StarCraft AI Benchmarks

The goal of this page is to collect benchmark problems that can be broadly used and referenced. We present a benchmark composed of a series of scenarios, each of them capturing a different aspect of RTS games. Each scenario is defined by a starting situation in StarCraft where the agent needs to either defeat the opponent or survive for as long as possible. More information can be found in the original paper: A Benchmark for StarCraft Intelligent Agents.

These benchmarks can be cited as:

@inproceedings{uriarte15b,
  author    = {Uriarte, Alberto and Onta\~{n}\'{o}n, Santiago},
  title     = {A Benchmark for StarCraft Intelligent Agents,
  booktitle = {AIIDE},
  year      = {2015}
}

We are preparing an automatic service to test your bot with all the scenarios. For now you can use the launcher provided in the repository (https://bitbucket.org/auriarte/starcraftbenchmarkai) to test your bot locally and send to us (admin[at]starcraftai.com) your bot if you want to appear in the leaderboard. Keep in mind that for micromanager maps the goal for your bot is to reach the opponent's starting position.

Metrics

All the metrics are designed to be normalized either in the interval [0,1] or [-1,1], with higher values representing better agent performance.

  • Survivor’s life: The sum of the square root of hit points remaining of each unit divided by amount of time it took to complete the scenario (win/defeat/timeout), measured in frames.Normalized by an lower and upper bounds.

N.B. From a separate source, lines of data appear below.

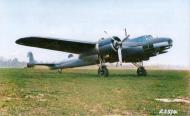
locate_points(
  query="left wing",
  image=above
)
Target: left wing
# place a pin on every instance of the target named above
(77, 47)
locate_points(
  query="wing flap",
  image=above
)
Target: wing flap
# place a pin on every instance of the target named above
(57, 44)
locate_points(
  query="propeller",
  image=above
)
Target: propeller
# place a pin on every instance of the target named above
(120, 47)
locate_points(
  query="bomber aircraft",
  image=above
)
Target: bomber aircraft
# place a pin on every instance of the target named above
(111, 49)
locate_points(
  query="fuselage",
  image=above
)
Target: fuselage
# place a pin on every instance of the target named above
(133, 50)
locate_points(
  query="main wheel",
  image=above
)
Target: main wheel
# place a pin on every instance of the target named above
(141, 71)
(103, 71)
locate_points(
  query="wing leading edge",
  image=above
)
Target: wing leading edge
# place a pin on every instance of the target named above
(77, 47)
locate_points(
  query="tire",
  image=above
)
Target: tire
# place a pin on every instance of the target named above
(103, 72)
(141, 71)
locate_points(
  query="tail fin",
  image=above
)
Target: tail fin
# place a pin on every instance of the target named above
(31, 58)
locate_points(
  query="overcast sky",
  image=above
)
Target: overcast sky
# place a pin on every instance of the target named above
(87, 20)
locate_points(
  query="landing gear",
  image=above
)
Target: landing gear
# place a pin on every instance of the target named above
(59, 71)
(141, 71)
(103, 71)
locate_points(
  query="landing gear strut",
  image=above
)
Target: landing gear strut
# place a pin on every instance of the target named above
(141, 71)
(102, 71)
(59, 71)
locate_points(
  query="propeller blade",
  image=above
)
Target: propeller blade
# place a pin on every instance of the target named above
(120, 56)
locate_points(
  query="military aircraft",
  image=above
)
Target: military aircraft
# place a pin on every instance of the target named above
(111, 49)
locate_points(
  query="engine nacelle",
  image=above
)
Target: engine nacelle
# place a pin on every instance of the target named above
(108, 45)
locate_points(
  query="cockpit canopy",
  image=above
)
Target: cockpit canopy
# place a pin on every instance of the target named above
(141, 39)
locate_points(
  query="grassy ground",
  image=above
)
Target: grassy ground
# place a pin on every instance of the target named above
(81, 92)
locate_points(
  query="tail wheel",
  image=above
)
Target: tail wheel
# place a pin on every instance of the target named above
(141, 71)
(103, 71)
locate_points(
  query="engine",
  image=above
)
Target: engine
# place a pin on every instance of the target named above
(108, 45)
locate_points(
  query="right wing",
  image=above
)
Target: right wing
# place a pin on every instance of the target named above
(77, 47)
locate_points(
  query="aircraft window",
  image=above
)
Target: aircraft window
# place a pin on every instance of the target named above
(141, 39)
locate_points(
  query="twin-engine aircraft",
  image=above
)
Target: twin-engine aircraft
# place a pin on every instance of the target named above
(113, 49)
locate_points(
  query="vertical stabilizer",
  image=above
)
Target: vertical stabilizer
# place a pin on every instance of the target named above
(31, 58)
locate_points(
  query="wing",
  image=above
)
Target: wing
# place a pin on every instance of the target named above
(57, 44)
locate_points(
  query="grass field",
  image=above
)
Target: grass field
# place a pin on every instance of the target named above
(82, 92)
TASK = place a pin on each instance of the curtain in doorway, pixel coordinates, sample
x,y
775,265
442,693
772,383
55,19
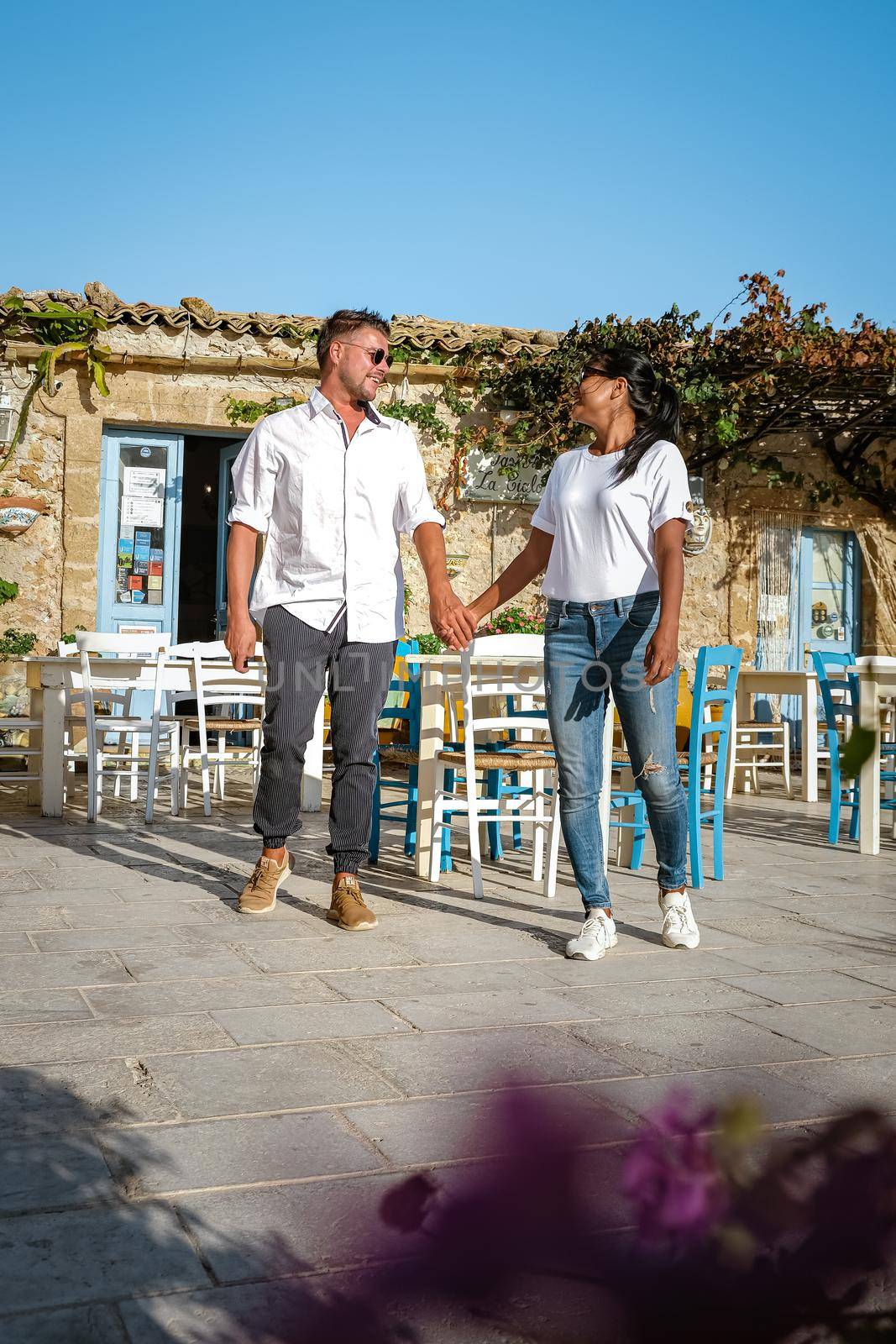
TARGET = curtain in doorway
x,y
778,613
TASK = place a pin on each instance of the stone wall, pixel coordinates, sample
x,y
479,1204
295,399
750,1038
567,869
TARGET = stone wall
x,y
160,386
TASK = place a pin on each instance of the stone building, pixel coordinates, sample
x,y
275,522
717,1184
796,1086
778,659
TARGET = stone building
x,y
136,491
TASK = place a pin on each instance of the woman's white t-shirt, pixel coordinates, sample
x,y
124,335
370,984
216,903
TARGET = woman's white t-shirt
x,y
604,530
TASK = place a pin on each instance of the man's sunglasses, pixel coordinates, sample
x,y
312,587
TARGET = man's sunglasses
x,y
376,355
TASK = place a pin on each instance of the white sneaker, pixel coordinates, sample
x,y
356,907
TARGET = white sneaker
x,y
679,925
598,936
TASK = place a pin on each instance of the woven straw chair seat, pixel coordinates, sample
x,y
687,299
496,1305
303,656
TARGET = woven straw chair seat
x,y
399,752
226,725
523,759
684,757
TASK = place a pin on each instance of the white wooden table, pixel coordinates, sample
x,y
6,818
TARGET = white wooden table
x,y
45,678
439,674
772,682
876,680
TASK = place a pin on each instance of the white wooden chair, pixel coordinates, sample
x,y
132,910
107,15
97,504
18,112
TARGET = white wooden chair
x,y
221,692
747,752
519,669
97,679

The lower bound is when player A is defeated in the minimum time and without dealing any damage to player B, while the upper bound is the opposite.
  • Time survived: The time the agent survived normalized by a predefined timeout.
  • Time needed: We start a timer when a certain event happens (e.g., a building is destroyed) and we stop it after a timeout or after a condition is triggered (e.g., the destroyed building is replaced).
  • Units lost: The difference in units lost by players A and B. We normalize between [0, 1] by dividing the number of units lost by the maximum units of the player.

Benchmarks Scenarios

All scenarios can be found in the repository

Scenario Description Evaluation
Reactive Control
RC1: Perfect Kiting The purpose of this scenario is to test whether the intelligent agent is able to reason about the possibility of exploiting its mobility and range attack against a stronger but slower unit in order to win. In this scenario, a direct frontal attack will result in losing the combat, but via careful maneuvering, it is possible to win without taking any damage. Survivor’s life
RC2: Kiting In this scenario the intelligent agent is at a disadvantage, but using a hit-and-run behavior might suffice to win. The main difference with the previous case is that here, some damage is unavoidable. Survivor’s life
RC3: Sustained Kiting In this case there is no chance to win so we should try to stay alive as much time as possible. A typical example of this behavior is while we are scouting the enemy base. Time survived in frames since a Zealot starts chasing the SCV normalized by the timeout.
RC4: Symmetric Armies In equal conditions (symmetric armies), positioning and target selection are key aspects that can determine a player’s success in a battle. This scenario presents a test with several configurations as a baseline to experiment against basic AI opponents. Survivor’s life
Tactics
T1: Dynamic obstacles This scenario measures how well an agent can navigate when chokepoints are blocked by dynamic obstacles (e.g., neutral buildings). Notice that we are not aiming to bench- mark pathfinding, but high-level navigation. Time needed
Strategy
S1: Building placement This scenario simulates a Zealot rush and is designed to test whether the agent will be able to stop it (intuitively, it seems the only option is to build a wall). Units lost: (Units player B lost / 4) - (units player A lost / 25).
S2: Plan Recovery An agent should adapt on plan failures. This scenario tests if the AI is able to recover from the opponent disrupting its build order. Time spent to replace a building normalized by the timeout.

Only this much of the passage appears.